Kosovo's president Hashim Thaci has received staunch backing from neighbouring Albania after announcing that he will resign immediately if a judge decides that he should be tried for war crimes and crimes against humanity.
The Kosovo specialist prosecutor's office, based at The Hague, revealed last week that Mr Thaci and associates had been indicted for alleged involvement in "nearly 100 murders" as well as torture, forced disappearances and other crimes during and after a 1998-9 war between Kosovar rebels and Serbian forces.
In an address shown on Kosovan television on Monday evening, Mr Thaci vehemently denied any wrongdoing but pledged to step down if a judge at the so-called Kosovo specialist chambers confirmed the charges.
Albanian prime minister Edi Rama said on Tuesday he was visiting Pristina and meeting its leaders – including Mr Thaci – to show "full support to Kosovo and all its political representatives at a time that something grave and deeply unjust has happened".
Echoing Mr Thaci and the feelings of many people in mostly ethnic Albanian Kosovo, Mr Rama criticised the special court for focusing on alleged crimes committed by Kosovar separatist rebels during the war rather than on Belgrade's often-brutal crackdown on what was then a province of Serbia.
The vast majority of the 13,000 people who were killed and the more than one million who were displaced during the conflict were ethnic Albanians. In the aftermath of the war, however, armed Kosovar groups were accused of launching reprisals against political opponents, Serbs, Roma and other ethnic minorities.

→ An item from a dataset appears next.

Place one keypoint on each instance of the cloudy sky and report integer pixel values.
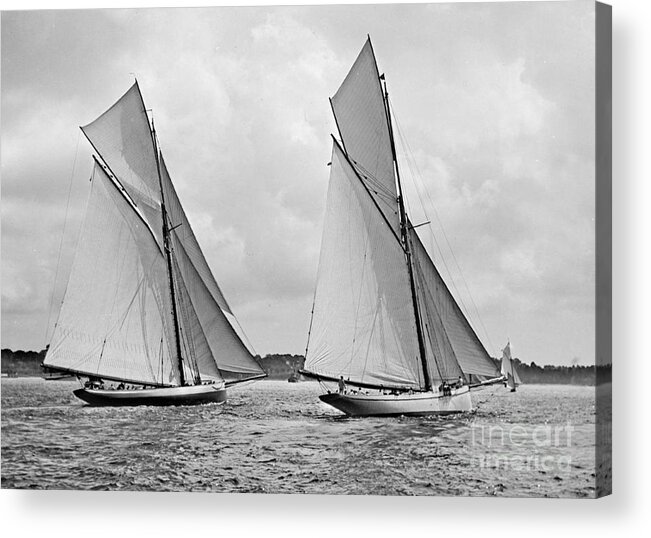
(495, 102)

Mr Rama also questioned the timing of the announcement from The Hague, which came as Mr Thaci set off for Washington to hold talks at the White House with Serbian president Aleksandar Vucic. The meeting was subsequently cancelled.

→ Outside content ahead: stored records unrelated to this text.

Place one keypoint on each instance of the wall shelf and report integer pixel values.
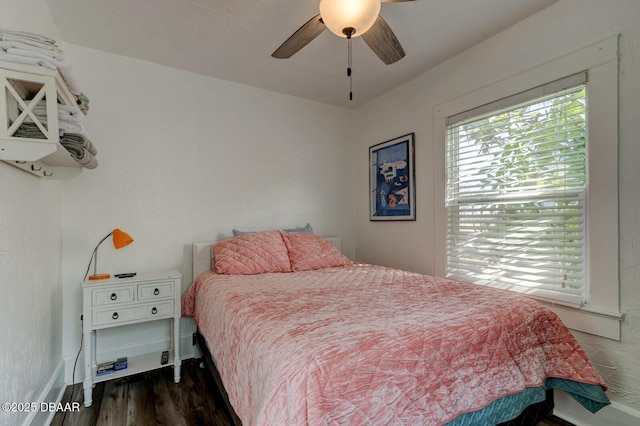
(38, 151)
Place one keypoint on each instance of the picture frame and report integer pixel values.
(392, 187)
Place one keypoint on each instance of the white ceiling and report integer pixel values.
(233, 39)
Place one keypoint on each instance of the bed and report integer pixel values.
(300, 335)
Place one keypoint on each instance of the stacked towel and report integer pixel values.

"The meeting at the White House was a very important moment and an opportunity to move the process forward to a new level, and with the direct support of the United States, " he said.

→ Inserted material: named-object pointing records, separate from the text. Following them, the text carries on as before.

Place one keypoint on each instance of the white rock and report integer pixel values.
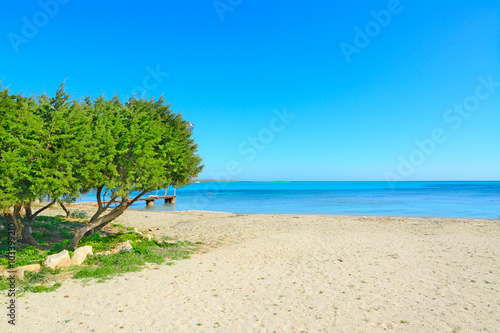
(148, 236)
(125, 247)
(57, 260)
(31, 268)
(80, 254)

With EU-brokered talks between the Balkan neighbours on hold since late 2018, the US has sought to mediate on economic issues that could lay a foundation for Serbia finally to recognise Kosovo’s 2008 declaration of independence.
Many Balkan analysts believe the White House’s surge of interest in the protracted dispute suggests it is pushing for a deal that could boost US president Donald Trump’s foreign policy credentials during his re-election campaign this year.
With the cancellation of the White House talks, however, the EU is now poised to restart the Pristina-Belgrade dialogue next month.
“If the accusation is confirmed, I will immediately resign as your president and face the accusations,” said Mr Thaci, who was a political leader for the rebel Kosovo Liberation Army.
“Political mistakes in peacetime I could have made but war crimes – never!”